As you can imagine, the enterprise was a disaster – fifty-seven varieties of lust congealed in paint, stone and bronze. Susannah being poked by the Elders, at least twenty Venuses being caressed by amorous putti, naked statues whose faces nobody could remember but whose genitalia stayed in the mind for decades, unclothed Circe with outstretched arms, inviting any passing chaps in for a tumble . . . it was too much.
He was very glad to be wearing his long, billowy overcoat. But, overcoat or not, he soon felt that he simply had to walk with a stoop. It was quite clear to him that family groups who happened to pass by would pause and stare and innocent children would point and say, “Look, Mummy, there goes a man pretending to be a hat-rack.”
Escape or die, he thought. He didn’t know if anyone had ever died of tumescence, but surely there was always a first time. The only thing that kept him alive was the thought of the inquest. He could imagine morgue attendants falling about with laughter after they stripped his corpse. He saw them eagerly calling to the Coroner, saying, “Hurry up. You want to see what killed this one before it thaws.”
The tram was a brief sip from whatever stream runs through purgatory. Its gentle motion made things worse.
Still stooping, he got off the tram and hobbled along the street that would take him home. By now his legs were aching from the unnatural stresses his posture was causing.
There it was – home – rest – ease –a cold shower would probably help. He almost broke into a run.

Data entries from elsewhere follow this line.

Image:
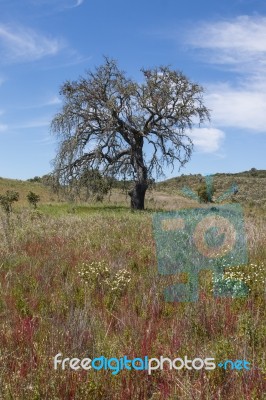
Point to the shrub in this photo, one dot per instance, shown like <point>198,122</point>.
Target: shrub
<point>33,199</point>
<point>8,199</point>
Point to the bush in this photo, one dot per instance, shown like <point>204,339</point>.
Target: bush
<point>33,199</point>
<point>8,199</point>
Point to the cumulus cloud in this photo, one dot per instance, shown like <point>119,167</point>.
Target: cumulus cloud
<point>3,128</point>
<point>207,140</point>
<point>233,42</point>
<point>238,44</point>
<point>238,107</point>
<point>20,44</point>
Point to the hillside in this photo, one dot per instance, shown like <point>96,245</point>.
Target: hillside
<point>251,186</point>
<point>167,194</point>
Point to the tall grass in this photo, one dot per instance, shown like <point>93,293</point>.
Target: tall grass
<point>46,307</point>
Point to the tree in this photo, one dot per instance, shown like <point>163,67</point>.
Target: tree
<point>107,119</point>
<point>7,200</point>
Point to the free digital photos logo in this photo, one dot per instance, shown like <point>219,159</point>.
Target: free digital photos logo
<point>205,238</point>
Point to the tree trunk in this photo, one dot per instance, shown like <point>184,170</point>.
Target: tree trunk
<point>137,195</point>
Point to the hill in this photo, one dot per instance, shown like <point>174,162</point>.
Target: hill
<point>251,185</point>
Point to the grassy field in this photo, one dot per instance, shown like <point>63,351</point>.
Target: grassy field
<point>82,280</point>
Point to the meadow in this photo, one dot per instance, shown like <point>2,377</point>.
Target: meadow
<point>82,280</point>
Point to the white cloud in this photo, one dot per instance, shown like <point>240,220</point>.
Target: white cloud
<point>237,41</point>
<point>237,107</point>
<point>238,44</point>
<point>3,128</point>
<point>53,101</point>
<point>20,44</point>
<point>79,2</point>
<point>207,140</point>
<point>35,123</point>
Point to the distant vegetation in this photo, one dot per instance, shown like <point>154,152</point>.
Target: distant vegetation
<point>82,279</point>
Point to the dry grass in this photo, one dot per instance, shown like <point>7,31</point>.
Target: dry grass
<point>47,308</point>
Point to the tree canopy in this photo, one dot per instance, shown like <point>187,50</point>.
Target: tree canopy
<point>125,128</point>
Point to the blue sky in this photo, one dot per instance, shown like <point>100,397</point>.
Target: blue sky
<point>219,44</point>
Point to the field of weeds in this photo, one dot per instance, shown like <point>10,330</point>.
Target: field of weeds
<point>84,282</point>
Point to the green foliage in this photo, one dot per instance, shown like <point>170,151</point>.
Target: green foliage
<point>8,199</point>
<point>33,198</point>
<point>204,194</point>
<point>37,179</point>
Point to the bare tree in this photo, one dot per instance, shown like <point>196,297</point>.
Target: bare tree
<point>108,121</point>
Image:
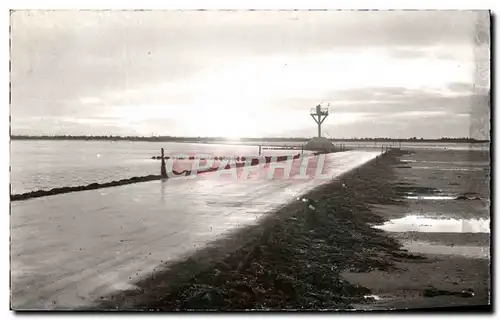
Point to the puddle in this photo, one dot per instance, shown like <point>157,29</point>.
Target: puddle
<point>448,169</point>
<point>421,223</point>
<point>430,197</point>
<point>424,247</point>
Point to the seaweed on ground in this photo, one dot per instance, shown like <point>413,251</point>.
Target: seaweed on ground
<point>292,260</point>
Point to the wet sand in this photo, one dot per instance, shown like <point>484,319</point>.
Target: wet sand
<point>330,256</point>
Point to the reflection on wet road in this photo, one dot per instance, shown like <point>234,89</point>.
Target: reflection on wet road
<point>70,249</point>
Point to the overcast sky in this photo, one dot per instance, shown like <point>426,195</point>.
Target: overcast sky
<point>250,73</point>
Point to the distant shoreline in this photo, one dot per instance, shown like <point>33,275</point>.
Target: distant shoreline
<point>237,141</point>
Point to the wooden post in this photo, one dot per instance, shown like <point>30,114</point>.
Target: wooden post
<point>163,168</point>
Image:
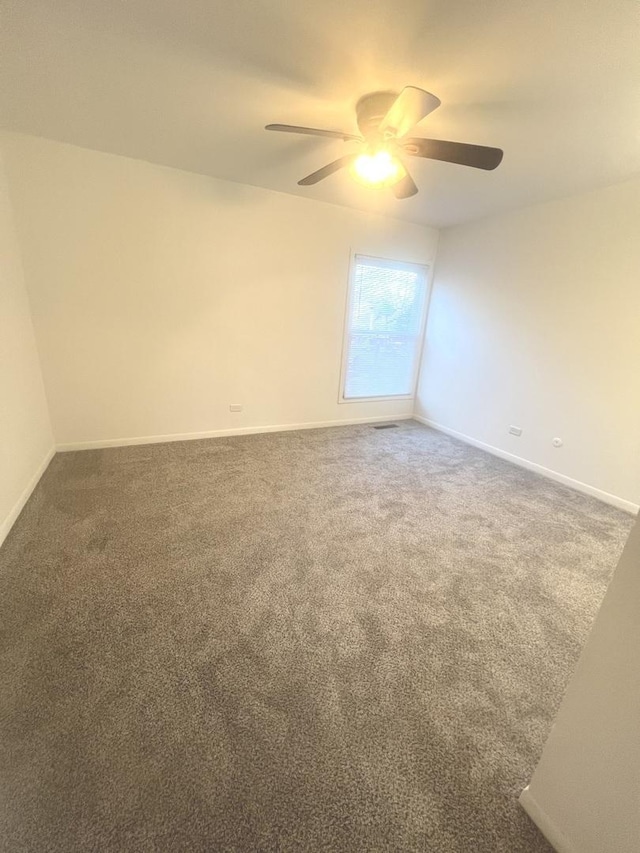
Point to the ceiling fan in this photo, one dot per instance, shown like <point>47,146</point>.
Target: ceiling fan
<point>384,119</point>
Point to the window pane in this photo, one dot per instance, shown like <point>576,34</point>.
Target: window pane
<point>385,318</point>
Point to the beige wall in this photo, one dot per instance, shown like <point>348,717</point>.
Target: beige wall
<point>535,322</point>
<point>585,793</point>
<point>160,297</point>
<point>26,442</point>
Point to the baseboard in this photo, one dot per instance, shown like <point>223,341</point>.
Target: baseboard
<point>221,433</point>
<point>585,488</point>
<point>544,823</point>
<point>10,519</point>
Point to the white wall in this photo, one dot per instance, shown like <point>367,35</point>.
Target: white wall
<point>159,297</point>
<point>535,321</point>
<point>26,442</point>
<point>585,792</point>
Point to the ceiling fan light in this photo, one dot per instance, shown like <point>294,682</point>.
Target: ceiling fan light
<point>378,169</point>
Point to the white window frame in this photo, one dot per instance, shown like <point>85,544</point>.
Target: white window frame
<point>397,264</point>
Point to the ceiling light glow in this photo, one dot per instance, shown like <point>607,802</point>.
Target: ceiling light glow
<point>379,169</point>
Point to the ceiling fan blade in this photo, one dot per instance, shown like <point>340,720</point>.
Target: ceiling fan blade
<point>405,188</point>
<point>477,156</point>
<point>410,107</point>
<point>327,170</point>
<point>313,131</point>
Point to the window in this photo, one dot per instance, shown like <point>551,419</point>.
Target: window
<point>385,318</point>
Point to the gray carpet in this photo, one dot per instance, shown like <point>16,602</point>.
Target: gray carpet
<point>331,640</point>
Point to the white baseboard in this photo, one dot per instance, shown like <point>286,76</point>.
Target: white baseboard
<point>544,823</point>
<point>221,433</point>
<point>9,521</point>
<point>585,488</point>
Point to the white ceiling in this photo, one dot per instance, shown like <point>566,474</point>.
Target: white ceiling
<point>191,84</point>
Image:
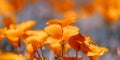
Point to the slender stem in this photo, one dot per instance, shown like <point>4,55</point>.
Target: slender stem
<point>62,50</point>
<point>42,53</point>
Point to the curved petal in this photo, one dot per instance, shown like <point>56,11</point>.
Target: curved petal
<point>54,30</point>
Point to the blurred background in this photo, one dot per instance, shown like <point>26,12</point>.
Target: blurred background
<point>99,19</point>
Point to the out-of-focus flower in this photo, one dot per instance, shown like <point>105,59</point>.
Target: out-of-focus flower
<point>15,33</point>
<point>36,38</point>
<point>109,10</point>
<point>39,58</point>
<point>57,48</point>
<point>17,5</point>
<point>31,50</point>
<point>2,33</point>
<point>63,23</point>
<point>11,56</point>
<point>7,21</point>
<point>70,58</point>
<point>26,25</point>
<point>63,5</point>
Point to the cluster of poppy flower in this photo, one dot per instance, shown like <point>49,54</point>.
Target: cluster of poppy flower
<point>59,35</point>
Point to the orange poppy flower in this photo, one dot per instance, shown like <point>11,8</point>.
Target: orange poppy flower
<point>7,21</point>
<point>91,49</point>
<point>63,33</point>
<point>36,38</point>
<point>11,56</point>
<point>74,41</point>
<point>63,23</point>
<point>31,50</point>
<point>57,48</point>
<point>14,36</point>
<point>6,9</point>
<point>69,58</point>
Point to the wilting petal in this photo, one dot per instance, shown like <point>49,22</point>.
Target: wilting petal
<point>31,51</point>
<point>54,30</point>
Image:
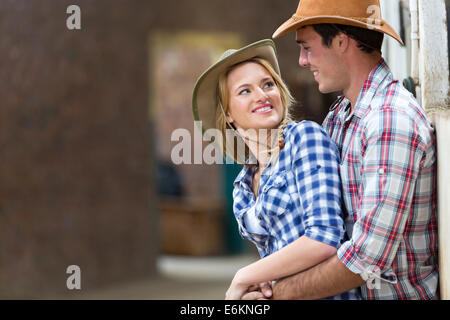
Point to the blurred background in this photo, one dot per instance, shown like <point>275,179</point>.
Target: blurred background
<point>86,176</point>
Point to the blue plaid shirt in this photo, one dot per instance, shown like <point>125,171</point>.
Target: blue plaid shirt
<point>300,194</point>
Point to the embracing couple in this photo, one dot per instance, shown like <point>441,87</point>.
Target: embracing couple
<point>346,210</point>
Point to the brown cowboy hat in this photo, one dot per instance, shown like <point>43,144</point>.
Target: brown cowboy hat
<point>358,13</point>
<point>204,95</point>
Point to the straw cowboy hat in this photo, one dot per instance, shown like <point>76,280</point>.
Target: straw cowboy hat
<point>358,13</point>
<point>204,101</point>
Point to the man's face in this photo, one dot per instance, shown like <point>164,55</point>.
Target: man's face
<point>324,62</point>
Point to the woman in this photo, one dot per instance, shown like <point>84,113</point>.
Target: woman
<point>287,196</point>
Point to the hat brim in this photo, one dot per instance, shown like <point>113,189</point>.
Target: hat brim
<point>295,23</point>
<point>204,94</point>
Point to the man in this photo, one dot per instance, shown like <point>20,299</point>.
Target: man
<point>388,160</point>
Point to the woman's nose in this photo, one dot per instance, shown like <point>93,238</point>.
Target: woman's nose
<point>261,95</point>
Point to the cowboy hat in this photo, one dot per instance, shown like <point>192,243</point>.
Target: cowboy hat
<point>204,100</point>
<point>365,14</point>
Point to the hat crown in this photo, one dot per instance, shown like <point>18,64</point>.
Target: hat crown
<point>366,9</point>
<point>226,54</point>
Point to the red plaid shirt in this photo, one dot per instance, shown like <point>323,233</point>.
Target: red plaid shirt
<point>388,172</point>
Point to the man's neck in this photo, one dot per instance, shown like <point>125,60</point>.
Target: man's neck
<point>359,71</point>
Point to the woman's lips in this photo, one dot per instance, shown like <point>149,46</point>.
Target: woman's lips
<point>265,108</point>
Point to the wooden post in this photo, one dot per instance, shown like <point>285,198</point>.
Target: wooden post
<point>434,82</point>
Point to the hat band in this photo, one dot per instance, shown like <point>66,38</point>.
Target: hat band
<point>369,21</point>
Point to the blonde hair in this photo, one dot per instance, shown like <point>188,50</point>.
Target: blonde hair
<point>223,125</point>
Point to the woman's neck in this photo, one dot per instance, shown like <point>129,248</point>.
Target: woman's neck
<point>261,147</point>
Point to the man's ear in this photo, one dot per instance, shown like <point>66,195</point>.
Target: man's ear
<point>343,42</point>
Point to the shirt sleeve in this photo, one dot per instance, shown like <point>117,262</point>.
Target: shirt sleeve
<point>315,165</point>
<point>391,155</point>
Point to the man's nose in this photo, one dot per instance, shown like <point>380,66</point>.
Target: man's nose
<point>303,60</point>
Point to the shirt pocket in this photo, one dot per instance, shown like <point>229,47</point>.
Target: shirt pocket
<point>276,197</point>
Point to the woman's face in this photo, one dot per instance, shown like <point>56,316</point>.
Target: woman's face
<point>254,98</point>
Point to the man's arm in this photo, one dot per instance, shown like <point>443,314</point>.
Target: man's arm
<point>326,279</point>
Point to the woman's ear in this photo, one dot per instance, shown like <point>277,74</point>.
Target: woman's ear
<point>229,118</point>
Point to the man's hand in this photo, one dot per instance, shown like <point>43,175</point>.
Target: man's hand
<point>262,291</point>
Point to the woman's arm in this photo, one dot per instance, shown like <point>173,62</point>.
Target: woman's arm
<point>297,256</point>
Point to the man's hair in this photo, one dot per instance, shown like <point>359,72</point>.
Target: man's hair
<point>368,40</point>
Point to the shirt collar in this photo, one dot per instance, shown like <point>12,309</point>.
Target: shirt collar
<point>376,79</point>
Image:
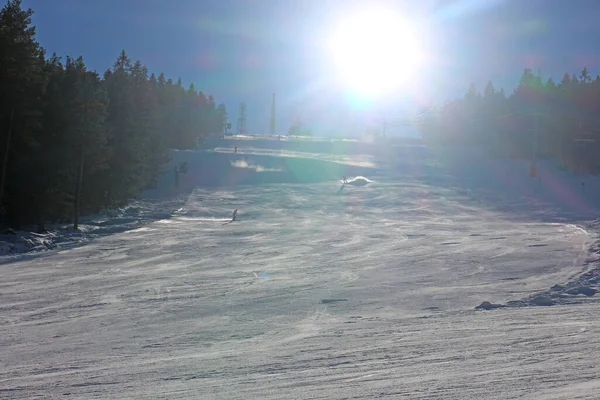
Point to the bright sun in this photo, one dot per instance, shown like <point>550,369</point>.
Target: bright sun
<point>374,52</point>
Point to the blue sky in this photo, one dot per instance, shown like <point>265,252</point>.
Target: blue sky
<point>246,50</point>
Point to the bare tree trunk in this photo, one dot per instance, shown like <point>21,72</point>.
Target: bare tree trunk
<point>78,190</point>
<point>5,161</point>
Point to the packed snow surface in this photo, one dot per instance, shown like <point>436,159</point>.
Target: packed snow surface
<point>314,294</point>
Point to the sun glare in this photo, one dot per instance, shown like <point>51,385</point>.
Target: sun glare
<point>374,53</point>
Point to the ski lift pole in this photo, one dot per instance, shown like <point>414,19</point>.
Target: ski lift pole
<point>536,133</point>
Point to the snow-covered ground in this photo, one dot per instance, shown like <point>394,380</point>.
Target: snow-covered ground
<point>316,293</point>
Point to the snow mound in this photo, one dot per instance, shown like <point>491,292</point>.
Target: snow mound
<point>257,168</point>
<point>16,242</point>
<point>358,181</point>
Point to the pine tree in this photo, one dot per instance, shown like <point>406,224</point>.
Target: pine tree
<point>22,80</point>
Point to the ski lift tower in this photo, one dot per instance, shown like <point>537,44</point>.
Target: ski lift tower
<point>242,119</point>
<point>273,116</point>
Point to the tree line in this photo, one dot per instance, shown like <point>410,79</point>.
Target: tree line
<point>540,119</point>
<point>75,142</point>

Through the front gate, up the concrete path –key – the door, the door wouldn’t open – wrong key – try another . . . This time his key slid into the welcoming aperture as if it were oiled – it shot home with a satisfying ease. He turned the key as he grasped the huge doorknob. The door opened and he plunged deep into darkness.
Such relief. He moved so quickly in the dim hall that when he ran into Mrs Croon, who had been standing there as if in wait, he bore her down and fell on top of her. He was winded, she was not. He lay panting on top of her, forgetting all about his troublesome engorgement.
Mrs Croon, however, was not so insensitive. She immediately felt the urgency of the situation, felt it in the most direct way imaginable.
Relating this incident to me many years later, he said, “I didn’t really know about women then. I thought they were sexless, that they only took their gear off to please men. I didn’t know they could be so . . . hungry.
“She treated me like a model-T Ford that needed cranking.”
“And did you . . .”
“Yes, yes, of course,” Clootie said, making funny little fly-swatting movements of his hands, as if to squash the memory out of existence. “I didn’t have any choice. Once that machine gets started, you can’t switch it off.”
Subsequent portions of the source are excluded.